Generic Translator for (.NET) Applications

It took the whole day, but I’ve finally made exactly what I needed to translate our product at DataWeb.cz:

screenshot

DataWeb.cz Translator 2.1.0.0

When it comes to translation of .NET applications, we can choose from the following options:

  • Write our own Translation tool from scratch
  • Use Microsoft’s proposed model of .resx files
  • Use some third party solution, either free or commercial
  • Hardcode all the translations

The usefulness of every model depends on its actual usage. I’ve not sorted this list in any way, but everyone might agree, that the the last solution will be the worst solution of all (if it is not a really tiny, single purpose application or school project just for one use only…). But what about the other?

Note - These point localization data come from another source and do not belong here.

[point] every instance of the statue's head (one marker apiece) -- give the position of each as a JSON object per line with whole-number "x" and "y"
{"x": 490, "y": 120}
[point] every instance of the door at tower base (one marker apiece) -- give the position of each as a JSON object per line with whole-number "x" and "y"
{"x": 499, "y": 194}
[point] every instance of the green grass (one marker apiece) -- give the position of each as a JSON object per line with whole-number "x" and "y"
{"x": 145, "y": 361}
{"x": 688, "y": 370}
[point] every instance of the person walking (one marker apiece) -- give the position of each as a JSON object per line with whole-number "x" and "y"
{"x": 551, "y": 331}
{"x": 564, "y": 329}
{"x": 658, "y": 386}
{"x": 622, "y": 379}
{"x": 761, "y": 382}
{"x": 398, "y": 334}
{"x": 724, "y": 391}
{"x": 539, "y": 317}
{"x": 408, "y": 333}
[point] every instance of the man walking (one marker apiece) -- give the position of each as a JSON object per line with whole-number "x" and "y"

When I worked recenly as developer employee, we in our company once decided to localize one product with .resx files. This was great … until the customer started to need Excel files as translation source (containing all target languages). Then all the localization becomes pure hell. Translators (especially Magyars) was rude on the Excel source and corrupted it often, sometimes the conversion into resource files did not work for unknown reason and there was also constant need for merging, updating and re-building the project.

From this experience and the previous with simpler tool I’ve developed for ImagingShop 1.32, I put togheter several requirements for a translation model, that would be optimal for us:

  • Must be really simple, so that any user would understand it without much learning
  • Source file and target localizations must be separated to enable non-programmers to create pluggable “language packs”
  • User would see translation source and any number of localizations he want side by side, so he can learn from two language versions to understand the context and write down the desired equivalent
  • Localization files should be human-readable text files allowing for manual corrections
  • Avoid merging operations and support incomplete translations seamlessly
  • Translation on-the-fly in application would be fast (search in O(log n) time, if possible)
  • The tool would be fool-proof and highlight missing equivalents

I wrote something that fullfills these requirements. This is our DataWeb.cz Translator. The Translator’s workflow consists of four simple steps in which the three available buttons in main window are used (in order from left to right):

  1. Open translation file (this is the file with original texts sorted in groups)
  2. Add one or more languages (either by choosing a new language from the list or opening the existing language file)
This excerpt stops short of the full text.